In/Visible: Reinserting the Jewish Female Body in Contemporary Art Practice

When:
February 27, 2019 @ 12:00 pm – 1:00 pm
2019-02-27T12:00:00-08:00
2019-02-27T13:00:00-08:00
Where:
Oregon Jewish Museum and Center for Holocaust Education
724 NW Davis St.
Portland
Cost:
Free

Brown Bag lunch with Shoshana Gugenheim Kedem speaking on In/Visible: Reinserting the Jewish Female Body in Contemporary Art Practice. Through the lens of erasure and invisibility, social practice artist and Torah scribe, Shoshana Gugenheim Kedem, will speak about her own body of work and the critical role it plays in the reinsertion of the female body in traditional Jewish practice and culture. Informed by feminist theorists, Gloria Anzaldúa and Bonna Devora Haberman, Shoshana will draw from her own life experiences and her 25-year career as an artist.

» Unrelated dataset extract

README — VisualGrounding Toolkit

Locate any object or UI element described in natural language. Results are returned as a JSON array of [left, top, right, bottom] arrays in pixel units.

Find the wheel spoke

In addition to her socially engaged art practice, Shoshana is an essayist, curator and educator. She is occupied with curiosities about religion and ritual, feminism and patriarchy and systems thinking. She often reimagines traditional or patriarchal practices, primarily but not solely, Jewish ones, reinserting them, with new forms, into their familiar contexts. Some subjects of her work include erasure, branding, citizenship, silence, loss, ritual object, death and dying.

Shoshana was one of the first women in modern times to train and practice as a Torah scribe. Her scribal work inspired her international collaboration, Women of the Book, launched with the Jerusalem Biennale 2015, and is informing her current work on sustainable parchment manufacturing. After 20 years in Israel, Shoshana currently resides with her family in Portland where she is an MFA candidate in Contemporary Art Practice at Portland State University.